I have a personal Windows 11 Pro laptop with Cortex XDR Agent 9.2.0 installed.

The agent is no longer connected to any management server and the GUI shows:

Connection: No connection to server

However, Device Control is still active.

Every time I connect my Samsung T7 Shield external SSD, I receive the notification:

"Cortex XDR | Device Control - USB device is in read-only mode."

The SSD is healthy (verified with Samsung Magician) and Windows DiskPart shows:

  • Current Read-only State: Yes
  • Read-only: No

I also confirmed that the notification comes directly from Cortex XDR.

Anti-Tampering is enabled.

cytool protect disable requires the Supervisor Password.

cytool protect query shows all protections enabled.

The agent has no connection to a management server and I do not know the Supervisor Password.

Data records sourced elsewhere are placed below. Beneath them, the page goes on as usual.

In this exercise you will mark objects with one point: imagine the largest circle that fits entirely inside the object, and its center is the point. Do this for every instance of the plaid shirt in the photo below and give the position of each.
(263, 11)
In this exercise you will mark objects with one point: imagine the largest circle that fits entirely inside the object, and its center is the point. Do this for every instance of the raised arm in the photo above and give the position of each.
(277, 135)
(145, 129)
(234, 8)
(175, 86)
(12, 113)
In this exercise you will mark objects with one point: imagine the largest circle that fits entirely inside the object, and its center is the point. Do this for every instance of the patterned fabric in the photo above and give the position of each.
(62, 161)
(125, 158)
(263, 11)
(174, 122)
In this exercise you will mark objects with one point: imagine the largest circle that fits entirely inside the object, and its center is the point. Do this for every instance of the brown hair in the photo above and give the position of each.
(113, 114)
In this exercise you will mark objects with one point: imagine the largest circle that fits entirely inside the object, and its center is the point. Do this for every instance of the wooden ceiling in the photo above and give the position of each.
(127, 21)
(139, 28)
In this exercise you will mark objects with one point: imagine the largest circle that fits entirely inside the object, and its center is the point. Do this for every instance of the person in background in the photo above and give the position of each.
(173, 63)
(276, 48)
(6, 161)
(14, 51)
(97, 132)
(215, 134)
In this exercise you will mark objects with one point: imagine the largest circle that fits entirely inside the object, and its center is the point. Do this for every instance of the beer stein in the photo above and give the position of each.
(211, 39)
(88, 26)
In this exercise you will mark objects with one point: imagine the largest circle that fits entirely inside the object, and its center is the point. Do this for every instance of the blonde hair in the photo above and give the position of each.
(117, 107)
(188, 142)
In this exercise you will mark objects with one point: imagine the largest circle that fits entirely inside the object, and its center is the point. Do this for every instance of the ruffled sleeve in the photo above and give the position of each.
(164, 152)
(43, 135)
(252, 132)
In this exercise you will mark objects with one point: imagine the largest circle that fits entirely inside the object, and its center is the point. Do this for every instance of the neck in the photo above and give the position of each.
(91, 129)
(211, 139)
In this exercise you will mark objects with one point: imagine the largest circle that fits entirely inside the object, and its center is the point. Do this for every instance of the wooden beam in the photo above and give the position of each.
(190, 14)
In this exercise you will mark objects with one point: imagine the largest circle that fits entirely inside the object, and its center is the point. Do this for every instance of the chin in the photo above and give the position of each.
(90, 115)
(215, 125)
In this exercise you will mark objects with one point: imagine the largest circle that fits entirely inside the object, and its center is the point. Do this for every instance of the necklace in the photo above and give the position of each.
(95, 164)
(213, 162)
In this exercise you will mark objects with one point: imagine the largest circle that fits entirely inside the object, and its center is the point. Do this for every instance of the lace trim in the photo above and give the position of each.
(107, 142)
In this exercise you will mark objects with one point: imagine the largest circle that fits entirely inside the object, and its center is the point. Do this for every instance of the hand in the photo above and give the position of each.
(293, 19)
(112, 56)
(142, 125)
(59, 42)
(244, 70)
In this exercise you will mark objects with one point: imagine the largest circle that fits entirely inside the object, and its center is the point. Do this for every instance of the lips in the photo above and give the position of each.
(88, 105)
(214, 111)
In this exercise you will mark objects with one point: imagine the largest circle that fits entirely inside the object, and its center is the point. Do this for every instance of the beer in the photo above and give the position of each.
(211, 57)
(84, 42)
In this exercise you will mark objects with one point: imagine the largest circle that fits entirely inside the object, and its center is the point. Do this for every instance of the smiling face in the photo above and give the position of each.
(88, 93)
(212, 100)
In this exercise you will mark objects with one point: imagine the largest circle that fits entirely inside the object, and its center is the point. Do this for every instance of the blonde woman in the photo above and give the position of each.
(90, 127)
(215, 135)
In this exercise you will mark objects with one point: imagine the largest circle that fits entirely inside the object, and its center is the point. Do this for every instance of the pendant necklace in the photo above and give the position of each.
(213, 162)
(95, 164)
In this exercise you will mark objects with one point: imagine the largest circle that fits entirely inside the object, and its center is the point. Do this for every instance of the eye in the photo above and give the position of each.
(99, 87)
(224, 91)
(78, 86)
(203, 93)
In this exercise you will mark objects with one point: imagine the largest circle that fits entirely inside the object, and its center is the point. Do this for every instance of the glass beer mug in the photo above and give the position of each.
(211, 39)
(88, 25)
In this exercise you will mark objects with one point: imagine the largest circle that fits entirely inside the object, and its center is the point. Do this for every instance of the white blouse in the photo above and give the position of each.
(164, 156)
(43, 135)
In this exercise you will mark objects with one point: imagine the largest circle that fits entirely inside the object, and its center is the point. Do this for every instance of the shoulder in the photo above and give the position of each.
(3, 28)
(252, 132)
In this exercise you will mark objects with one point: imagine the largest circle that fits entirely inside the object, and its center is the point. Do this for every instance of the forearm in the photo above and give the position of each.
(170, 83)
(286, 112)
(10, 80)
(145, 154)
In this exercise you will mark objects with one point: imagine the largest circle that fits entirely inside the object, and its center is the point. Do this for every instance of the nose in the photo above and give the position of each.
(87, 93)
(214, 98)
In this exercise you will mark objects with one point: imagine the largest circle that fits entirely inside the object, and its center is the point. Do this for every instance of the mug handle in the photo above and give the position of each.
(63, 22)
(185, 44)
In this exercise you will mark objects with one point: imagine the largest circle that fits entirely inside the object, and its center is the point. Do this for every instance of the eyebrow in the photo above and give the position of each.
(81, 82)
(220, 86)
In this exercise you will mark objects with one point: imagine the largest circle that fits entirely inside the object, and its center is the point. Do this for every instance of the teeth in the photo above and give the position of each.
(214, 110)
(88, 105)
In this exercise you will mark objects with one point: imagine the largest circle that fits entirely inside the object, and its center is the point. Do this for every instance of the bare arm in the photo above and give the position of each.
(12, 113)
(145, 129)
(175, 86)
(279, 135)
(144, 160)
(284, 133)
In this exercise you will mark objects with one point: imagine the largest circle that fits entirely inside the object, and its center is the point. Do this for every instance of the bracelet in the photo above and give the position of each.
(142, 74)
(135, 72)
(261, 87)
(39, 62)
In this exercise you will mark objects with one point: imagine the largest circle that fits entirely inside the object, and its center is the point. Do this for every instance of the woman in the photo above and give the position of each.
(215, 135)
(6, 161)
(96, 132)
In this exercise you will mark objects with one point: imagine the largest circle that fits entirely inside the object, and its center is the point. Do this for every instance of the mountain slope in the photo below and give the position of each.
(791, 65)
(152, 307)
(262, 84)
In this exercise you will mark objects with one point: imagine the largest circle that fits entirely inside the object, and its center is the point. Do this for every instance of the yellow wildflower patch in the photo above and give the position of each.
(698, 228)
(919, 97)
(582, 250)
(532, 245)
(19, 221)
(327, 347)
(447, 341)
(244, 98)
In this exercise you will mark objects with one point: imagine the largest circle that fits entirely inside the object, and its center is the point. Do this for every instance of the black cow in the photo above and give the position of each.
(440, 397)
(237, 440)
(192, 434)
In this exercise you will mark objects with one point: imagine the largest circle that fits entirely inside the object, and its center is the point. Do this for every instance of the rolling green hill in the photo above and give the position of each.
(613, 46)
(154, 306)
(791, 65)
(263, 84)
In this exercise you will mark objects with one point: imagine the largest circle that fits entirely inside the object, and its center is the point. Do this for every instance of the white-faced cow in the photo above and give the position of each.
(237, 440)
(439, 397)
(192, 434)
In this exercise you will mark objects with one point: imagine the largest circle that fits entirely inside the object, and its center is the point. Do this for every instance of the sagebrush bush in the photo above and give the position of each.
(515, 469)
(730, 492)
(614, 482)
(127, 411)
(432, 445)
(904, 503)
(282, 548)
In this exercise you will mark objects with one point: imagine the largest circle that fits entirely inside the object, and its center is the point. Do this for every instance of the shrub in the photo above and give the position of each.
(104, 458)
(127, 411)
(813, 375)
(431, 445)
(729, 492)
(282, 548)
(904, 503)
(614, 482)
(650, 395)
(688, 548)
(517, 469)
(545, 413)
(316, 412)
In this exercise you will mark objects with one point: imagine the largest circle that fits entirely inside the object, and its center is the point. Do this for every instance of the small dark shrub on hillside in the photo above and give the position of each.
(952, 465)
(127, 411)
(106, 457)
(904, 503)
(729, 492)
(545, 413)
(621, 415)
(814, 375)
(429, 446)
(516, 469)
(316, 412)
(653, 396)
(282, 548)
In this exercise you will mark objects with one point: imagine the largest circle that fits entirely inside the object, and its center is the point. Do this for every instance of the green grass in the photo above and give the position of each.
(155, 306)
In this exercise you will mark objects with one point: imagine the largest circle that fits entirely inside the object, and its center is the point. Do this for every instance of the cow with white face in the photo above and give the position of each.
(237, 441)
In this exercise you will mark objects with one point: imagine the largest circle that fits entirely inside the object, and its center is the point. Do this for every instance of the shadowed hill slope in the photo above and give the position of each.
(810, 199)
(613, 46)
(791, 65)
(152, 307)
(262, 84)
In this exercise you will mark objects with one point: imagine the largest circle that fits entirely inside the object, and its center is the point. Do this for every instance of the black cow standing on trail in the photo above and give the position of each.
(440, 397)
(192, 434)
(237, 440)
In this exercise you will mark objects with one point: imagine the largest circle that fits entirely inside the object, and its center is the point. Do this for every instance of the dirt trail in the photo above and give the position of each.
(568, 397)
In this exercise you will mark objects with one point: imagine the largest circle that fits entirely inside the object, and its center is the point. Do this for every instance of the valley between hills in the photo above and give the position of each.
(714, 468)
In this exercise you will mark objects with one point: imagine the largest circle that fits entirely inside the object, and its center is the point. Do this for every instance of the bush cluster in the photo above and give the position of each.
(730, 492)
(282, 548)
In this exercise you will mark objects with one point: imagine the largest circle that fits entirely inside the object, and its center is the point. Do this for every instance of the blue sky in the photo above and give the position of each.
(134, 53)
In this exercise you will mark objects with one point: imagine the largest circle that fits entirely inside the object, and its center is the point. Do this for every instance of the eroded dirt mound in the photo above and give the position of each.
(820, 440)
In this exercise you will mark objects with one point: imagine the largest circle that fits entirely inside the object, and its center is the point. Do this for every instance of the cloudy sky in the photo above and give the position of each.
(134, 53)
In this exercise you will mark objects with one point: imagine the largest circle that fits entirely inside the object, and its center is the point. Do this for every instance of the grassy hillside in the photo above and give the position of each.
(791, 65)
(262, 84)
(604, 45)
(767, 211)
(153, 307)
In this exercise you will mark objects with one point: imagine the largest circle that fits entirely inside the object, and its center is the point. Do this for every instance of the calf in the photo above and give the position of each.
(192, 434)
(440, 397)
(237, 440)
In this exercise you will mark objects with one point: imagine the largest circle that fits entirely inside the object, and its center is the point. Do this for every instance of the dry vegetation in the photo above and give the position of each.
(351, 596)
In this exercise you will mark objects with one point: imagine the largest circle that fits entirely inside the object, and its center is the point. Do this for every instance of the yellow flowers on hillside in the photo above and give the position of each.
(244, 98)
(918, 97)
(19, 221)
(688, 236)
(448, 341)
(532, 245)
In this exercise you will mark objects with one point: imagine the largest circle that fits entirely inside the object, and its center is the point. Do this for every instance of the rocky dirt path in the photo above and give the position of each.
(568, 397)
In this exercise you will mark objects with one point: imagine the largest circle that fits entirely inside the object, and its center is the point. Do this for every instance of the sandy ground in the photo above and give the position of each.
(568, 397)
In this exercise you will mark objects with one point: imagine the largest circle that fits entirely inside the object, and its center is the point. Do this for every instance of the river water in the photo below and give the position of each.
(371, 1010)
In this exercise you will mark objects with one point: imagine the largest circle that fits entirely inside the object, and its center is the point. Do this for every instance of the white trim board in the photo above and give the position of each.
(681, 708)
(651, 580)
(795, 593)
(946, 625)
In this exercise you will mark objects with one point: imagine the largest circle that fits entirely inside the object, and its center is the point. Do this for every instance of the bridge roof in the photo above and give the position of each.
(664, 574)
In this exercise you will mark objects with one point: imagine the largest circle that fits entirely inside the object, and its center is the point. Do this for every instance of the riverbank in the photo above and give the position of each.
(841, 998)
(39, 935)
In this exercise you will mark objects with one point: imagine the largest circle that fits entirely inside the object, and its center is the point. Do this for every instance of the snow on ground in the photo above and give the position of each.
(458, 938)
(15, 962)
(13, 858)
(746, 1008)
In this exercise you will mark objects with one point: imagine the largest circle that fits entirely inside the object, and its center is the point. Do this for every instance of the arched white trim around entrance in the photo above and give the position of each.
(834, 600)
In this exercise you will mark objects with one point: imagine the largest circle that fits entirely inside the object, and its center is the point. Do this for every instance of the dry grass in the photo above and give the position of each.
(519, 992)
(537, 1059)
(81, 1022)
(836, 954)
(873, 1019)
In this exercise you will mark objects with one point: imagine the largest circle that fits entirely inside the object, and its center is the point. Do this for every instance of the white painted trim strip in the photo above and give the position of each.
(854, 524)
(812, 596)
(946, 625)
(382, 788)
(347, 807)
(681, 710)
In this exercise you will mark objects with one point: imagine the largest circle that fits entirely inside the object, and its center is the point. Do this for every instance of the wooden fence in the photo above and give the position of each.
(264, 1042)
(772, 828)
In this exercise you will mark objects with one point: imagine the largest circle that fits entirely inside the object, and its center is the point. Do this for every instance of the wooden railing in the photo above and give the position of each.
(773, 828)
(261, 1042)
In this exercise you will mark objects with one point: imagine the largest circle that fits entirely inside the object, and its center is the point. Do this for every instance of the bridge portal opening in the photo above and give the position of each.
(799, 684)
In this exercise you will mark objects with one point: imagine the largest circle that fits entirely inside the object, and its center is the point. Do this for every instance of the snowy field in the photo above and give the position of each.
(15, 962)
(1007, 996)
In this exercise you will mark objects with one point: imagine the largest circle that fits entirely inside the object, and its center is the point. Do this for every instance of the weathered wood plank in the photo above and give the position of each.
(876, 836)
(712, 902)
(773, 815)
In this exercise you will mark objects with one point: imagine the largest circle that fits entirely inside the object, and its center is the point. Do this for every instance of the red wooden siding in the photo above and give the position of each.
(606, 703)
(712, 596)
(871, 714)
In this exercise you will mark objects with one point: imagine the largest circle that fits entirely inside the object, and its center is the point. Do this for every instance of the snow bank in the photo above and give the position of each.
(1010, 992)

This is my personal laptop. It is not managed by any organization and I do not have access to any Cortex tenant.

Is there an official recovery procedure or cleanup utility for removing an orphaned Cortex XDR agent that still enforces Device Control?

The attached screenshot shows that the Cortex XDR agent has no connection to any management server, yet it continues to enforce Device Control policies and blocks USB storage devices by forcing them into read-only mode.

 

Thank you.

2 accepted solutions

Accepted Solutions

Community Team Member

Hi @ghilinta.anca ,

 

Why is the Cortex XDR Agent on your device in the first place ? 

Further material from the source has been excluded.